A "silo-ed approach" to therapy plagues many, if not most of us.  Communication and coordination challenges especially seem to worsen as our children get older and prefer to go unaccompanied to caregiver visits.  Despite our child's current care team (psychologist and physician) practicing in separate offices across town, each has shown a willingness to catch up on the progress and actions of the other.  They have also talked with each other when concerns arose (medication side effects, cost concerns, signs of worsening).  Contrast their actions with a prior care team located in the same office that rarely communicated.  Yes, we are lucky to be under the care of committed professionals.  However, after complaining about compartmentalized care for so many years, I made a conscious effort to interview prospective care team members and left practices that were unwilling to work with us. 



Portiaspeace
Portiaspeace

Read an article recently about text messaging as a way to support kids through a crisis.
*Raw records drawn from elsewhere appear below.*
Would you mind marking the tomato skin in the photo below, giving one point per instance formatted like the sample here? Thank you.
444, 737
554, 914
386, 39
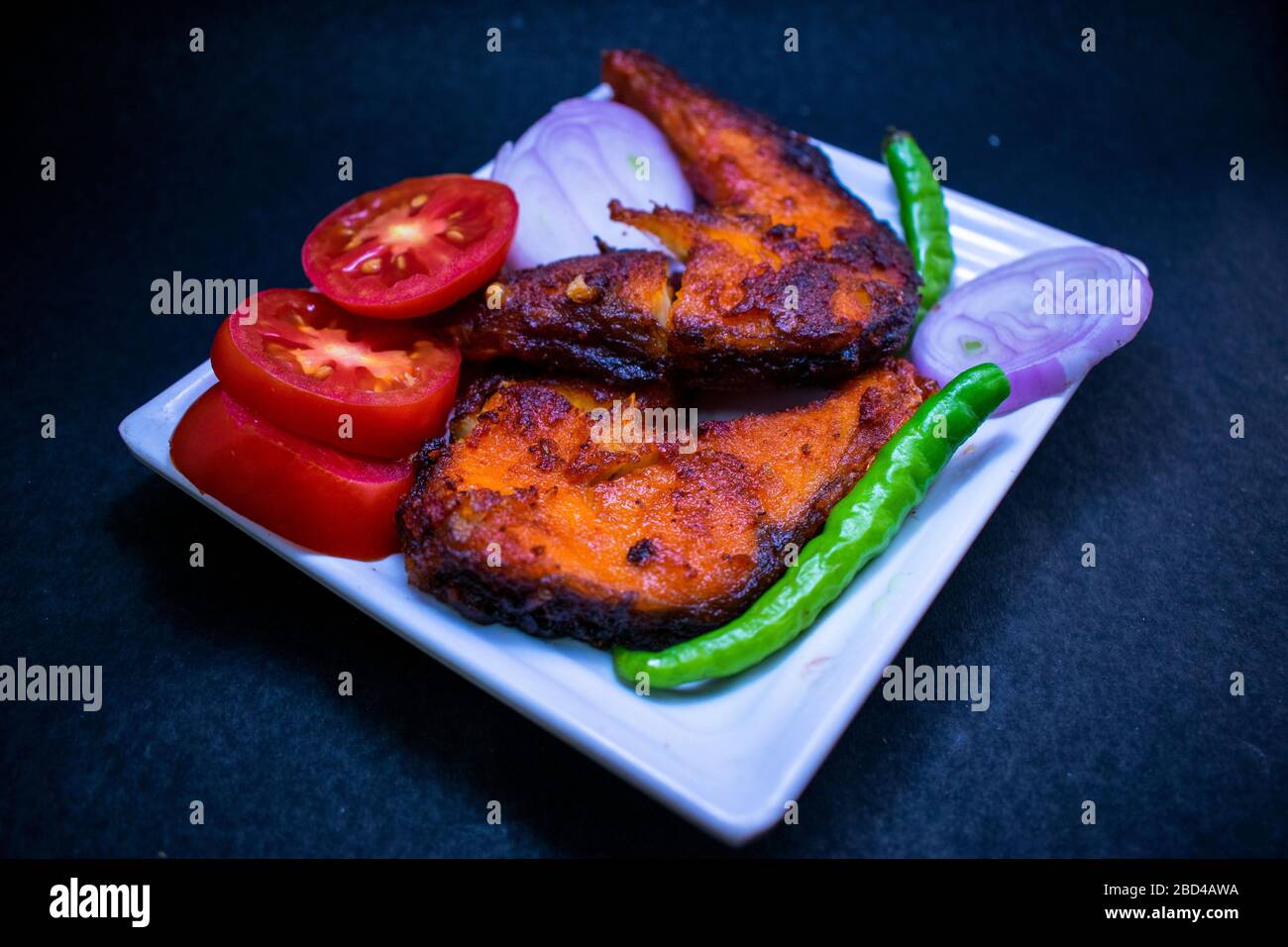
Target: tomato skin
390, 424
450, 269
309, 493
They can reach out even when in a friend group as everyone is used to seeing each other text, so the stigma barrier is reduced, confidentiality increased, and kids actually make use of the technology this way. Win/win.


Less on my plate
Less on my plate

Care for Your Mind Editors: an idea that might be cool, different, and of extreme value to us all who have family members and patients at risk of attempting and completing suicide. Bring together for an online dialogue as many willing organizations who are actively engaged in suicide prevention efforts, be they focused on education and awareness, prevention, treatment, advocacy, etc. See if the leaders of these organizations can reach consensus as to 3 priorities that need to be pursued at the federal level. Assuming agreement can be reached, then participating organizations can pool resources to develop a campaign that educates the mood disorder community on a common set of priorities and actions. Together we can be powerful and persuasive, alone we can be ignored.

StephenBonin
StephenBonin

@StacyK I agree with you about "the more people that are educated about the importance of crisis text messaging services, the more people who will vote for the funding." After finishing this response, I will write an information sheet to a member of the counseling staff of our community college. He is a reverend in the African American community, and in talking with him on the phone two days ago, I've realized as a journalist mental health advocate, I face a challenge to inform people in our county. The texting method, the backpacks on the campus lawn. . .these are two new methods of hope in addition to chat and phone crisis counseling for youth. On a basic level, he doesn't even know about the two clinics, our support group, and various counselors.

StephenBonin
StephenBonin

@jules78 I appreciate the passion in your tone. Your message compels me to believe in any and all methods that can enhance probability of success. Thank you for sharing.

StephenBonin
StephenBonin

@Portiaspeace Indeed, texting is of their generation. Goes without saying, I see so many with fast fingers!  Thank you for sharing.